A Contextual Chatbot for Polytechnic Education Using Synthetic Data Generation and LoRA Fine-Tuning
Keywords:
Contextual Chatbot, Synthetic Data, LoRA, Large Language Model, TVET EducationAbstract
This study presents the development of a contextual chatbot designed to support Technical and Vocational Education and Training (TVET) in polytechnic environments. The proposed system integrates synthetic dataset generation and parameter-efficient fine-tuning using Low-Rank Adaptation (LoRA) to enhance domain-specific response accuracy. A total of 10,000 question–answer pairs were generated through prompt engineering based on TECC 4.0 and Maker Market themes, followed by validation to ensure data quality. The chatbot architecture adopts a Retrieval-Augmented Generation (RAG) approach, enabling the system to provide context-aware responses by combining semantic search with a fine-tuned Large Language Models (LLMs). The model was evaluated using benchmark testing on a separate dataset, with performance measured using accuracy and F1 score.

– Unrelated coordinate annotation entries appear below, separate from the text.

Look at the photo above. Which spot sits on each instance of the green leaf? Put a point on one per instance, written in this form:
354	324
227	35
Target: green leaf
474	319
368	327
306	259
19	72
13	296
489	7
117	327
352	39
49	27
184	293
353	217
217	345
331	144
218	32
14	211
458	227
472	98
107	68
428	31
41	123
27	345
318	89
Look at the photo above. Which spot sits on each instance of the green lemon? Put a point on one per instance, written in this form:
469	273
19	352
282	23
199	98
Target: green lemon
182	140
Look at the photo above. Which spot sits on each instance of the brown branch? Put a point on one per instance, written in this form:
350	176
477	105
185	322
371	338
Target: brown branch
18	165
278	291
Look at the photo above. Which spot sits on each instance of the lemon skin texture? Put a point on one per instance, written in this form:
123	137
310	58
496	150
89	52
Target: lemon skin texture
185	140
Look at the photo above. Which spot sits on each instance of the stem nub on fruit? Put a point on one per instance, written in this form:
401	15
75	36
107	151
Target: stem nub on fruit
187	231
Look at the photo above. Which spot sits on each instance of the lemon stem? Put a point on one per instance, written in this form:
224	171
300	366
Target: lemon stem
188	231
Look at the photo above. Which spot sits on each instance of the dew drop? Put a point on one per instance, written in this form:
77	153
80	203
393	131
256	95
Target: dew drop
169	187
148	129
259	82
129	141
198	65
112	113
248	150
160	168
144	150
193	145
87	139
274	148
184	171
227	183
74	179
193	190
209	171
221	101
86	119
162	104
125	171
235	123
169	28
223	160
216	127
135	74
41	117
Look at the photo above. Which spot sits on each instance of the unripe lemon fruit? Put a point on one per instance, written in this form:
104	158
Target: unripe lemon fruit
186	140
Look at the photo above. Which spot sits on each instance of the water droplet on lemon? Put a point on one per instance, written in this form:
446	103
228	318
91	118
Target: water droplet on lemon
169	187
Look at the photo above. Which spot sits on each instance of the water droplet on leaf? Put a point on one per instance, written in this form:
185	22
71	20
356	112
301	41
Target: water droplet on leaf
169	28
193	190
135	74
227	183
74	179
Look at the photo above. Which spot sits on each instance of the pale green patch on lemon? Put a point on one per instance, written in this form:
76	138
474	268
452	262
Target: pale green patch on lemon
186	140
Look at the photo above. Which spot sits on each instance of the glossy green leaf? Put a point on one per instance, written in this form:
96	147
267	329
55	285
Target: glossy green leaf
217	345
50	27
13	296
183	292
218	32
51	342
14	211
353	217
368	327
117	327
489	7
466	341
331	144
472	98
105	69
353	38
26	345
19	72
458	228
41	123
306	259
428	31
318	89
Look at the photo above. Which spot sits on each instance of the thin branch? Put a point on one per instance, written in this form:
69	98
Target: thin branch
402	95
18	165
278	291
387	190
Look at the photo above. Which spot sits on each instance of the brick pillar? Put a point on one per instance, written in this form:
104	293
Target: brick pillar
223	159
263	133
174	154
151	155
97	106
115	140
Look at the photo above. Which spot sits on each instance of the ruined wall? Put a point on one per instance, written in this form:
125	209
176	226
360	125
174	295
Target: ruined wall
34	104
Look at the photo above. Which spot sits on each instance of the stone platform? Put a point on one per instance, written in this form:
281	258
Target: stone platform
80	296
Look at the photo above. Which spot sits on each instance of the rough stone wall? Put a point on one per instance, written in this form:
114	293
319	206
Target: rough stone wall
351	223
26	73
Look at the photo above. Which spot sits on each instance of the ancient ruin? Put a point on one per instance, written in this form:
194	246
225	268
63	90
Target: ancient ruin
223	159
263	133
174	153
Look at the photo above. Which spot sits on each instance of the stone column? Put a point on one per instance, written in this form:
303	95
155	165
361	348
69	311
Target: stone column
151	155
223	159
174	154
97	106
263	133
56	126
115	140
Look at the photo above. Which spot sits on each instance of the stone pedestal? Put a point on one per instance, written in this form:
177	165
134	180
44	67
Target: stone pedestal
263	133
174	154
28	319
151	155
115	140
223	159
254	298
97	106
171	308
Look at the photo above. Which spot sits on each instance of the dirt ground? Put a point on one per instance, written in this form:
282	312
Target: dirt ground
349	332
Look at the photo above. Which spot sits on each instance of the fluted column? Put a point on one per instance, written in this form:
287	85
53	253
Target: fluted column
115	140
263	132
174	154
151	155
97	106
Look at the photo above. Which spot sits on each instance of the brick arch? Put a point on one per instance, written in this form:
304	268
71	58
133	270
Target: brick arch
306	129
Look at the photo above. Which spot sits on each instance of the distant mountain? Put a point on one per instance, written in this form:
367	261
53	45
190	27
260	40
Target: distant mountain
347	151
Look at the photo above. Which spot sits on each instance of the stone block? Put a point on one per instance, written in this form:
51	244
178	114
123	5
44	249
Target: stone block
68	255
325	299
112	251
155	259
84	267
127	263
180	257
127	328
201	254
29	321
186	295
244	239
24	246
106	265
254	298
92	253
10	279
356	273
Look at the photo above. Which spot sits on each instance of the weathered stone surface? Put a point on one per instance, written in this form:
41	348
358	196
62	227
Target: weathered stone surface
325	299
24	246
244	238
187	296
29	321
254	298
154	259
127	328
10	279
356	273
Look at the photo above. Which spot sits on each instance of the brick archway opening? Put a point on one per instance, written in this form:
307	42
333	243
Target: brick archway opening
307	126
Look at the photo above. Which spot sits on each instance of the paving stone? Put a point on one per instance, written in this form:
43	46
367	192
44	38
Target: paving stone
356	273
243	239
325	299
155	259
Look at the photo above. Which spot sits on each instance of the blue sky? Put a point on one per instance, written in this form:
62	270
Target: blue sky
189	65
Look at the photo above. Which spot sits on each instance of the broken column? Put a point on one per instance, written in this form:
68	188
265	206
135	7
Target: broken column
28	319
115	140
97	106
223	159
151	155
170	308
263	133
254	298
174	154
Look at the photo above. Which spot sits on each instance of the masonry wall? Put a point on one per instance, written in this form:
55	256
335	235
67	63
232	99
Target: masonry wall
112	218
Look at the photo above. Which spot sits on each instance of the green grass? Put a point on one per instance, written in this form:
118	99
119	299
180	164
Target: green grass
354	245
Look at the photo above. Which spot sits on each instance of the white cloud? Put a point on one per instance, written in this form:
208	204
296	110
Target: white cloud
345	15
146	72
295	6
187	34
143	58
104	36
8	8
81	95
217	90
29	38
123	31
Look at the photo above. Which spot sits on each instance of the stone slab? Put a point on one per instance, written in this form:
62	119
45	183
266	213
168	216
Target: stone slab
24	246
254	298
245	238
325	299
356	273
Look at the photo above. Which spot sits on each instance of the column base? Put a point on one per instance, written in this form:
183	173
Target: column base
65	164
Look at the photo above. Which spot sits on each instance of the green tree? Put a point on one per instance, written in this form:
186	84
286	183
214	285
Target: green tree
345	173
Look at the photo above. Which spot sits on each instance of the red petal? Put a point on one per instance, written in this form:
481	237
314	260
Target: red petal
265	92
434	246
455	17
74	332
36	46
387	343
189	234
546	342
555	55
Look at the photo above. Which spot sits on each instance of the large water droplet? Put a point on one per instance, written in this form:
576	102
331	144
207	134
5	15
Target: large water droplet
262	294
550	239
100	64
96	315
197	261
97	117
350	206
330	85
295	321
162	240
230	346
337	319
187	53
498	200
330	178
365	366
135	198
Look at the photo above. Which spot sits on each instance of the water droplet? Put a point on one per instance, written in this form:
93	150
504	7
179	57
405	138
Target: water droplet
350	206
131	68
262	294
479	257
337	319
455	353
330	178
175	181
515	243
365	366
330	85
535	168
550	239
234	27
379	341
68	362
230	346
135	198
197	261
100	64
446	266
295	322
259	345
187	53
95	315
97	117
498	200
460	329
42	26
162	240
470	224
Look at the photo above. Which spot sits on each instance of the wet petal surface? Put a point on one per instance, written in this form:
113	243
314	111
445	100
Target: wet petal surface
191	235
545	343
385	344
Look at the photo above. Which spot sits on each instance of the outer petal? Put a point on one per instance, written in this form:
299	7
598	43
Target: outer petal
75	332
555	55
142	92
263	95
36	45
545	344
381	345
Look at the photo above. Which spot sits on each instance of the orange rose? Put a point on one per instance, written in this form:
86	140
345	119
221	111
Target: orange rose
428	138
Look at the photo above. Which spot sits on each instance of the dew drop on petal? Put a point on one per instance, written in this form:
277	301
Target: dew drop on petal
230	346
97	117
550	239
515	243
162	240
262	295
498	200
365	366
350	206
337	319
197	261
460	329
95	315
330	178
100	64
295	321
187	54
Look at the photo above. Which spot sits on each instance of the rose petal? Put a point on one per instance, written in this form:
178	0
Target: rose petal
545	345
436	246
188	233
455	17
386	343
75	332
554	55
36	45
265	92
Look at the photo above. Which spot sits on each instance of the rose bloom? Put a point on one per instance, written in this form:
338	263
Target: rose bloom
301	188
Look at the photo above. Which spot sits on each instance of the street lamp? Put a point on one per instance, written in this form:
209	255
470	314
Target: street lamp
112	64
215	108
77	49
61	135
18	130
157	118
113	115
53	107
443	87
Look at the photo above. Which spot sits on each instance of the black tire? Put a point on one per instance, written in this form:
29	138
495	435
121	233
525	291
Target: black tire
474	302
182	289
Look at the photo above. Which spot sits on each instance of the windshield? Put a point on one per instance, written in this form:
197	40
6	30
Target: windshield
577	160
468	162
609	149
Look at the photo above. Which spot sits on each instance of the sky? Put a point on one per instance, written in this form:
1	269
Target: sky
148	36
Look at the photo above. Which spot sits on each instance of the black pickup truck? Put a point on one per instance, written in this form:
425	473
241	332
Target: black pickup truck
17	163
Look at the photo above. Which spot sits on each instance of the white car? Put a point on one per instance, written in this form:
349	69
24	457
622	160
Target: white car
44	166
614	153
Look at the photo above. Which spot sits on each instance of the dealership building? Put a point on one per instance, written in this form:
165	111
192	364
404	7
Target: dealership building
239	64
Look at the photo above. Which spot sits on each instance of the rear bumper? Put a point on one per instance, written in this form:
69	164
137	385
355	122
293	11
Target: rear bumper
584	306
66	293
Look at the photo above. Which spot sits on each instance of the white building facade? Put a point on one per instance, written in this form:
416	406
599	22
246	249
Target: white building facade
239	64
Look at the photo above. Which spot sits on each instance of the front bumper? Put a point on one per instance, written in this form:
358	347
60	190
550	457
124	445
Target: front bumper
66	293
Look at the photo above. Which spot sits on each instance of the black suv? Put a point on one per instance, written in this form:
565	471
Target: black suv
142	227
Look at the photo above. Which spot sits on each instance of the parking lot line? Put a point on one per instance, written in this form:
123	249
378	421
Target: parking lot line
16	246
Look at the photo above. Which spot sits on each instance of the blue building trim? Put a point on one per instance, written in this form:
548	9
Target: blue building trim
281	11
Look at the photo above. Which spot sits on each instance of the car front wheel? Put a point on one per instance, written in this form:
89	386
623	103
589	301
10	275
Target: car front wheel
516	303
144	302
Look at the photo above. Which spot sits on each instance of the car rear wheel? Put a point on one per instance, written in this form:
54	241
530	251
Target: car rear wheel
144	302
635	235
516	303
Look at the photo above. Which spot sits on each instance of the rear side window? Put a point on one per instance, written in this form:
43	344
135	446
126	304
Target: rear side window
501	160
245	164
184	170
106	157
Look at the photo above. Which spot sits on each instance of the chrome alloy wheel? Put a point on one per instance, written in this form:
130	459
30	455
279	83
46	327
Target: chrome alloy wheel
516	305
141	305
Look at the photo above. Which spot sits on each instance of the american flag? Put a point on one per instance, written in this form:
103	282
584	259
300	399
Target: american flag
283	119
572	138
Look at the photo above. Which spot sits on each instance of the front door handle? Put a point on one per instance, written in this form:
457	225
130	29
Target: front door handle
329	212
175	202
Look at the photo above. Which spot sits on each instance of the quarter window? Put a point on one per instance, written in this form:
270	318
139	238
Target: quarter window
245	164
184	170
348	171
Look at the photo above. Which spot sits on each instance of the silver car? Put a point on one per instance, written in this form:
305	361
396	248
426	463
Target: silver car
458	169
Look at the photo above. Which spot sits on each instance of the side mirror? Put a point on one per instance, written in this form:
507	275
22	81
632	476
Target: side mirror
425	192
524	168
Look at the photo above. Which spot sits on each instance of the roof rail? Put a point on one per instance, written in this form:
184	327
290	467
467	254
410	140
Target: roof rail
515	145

Experimental results show that the fine-tuned LoRA model achieved an accuracy of 85%, compared to 60% for the baseline model, representing an improvement of approximately 25%. These findings demonstrate that the integration of synthetic data and LoRA fine-tuning significantly improves chatbot performance while reducing computational cost. This study highlights the potential of scalable and cost-efficient AI solutions to support digital learning in TVET institutions. Future work may focus on integrating real student interaction data and multilingual capabilities to further enhance contextual understanding and usability.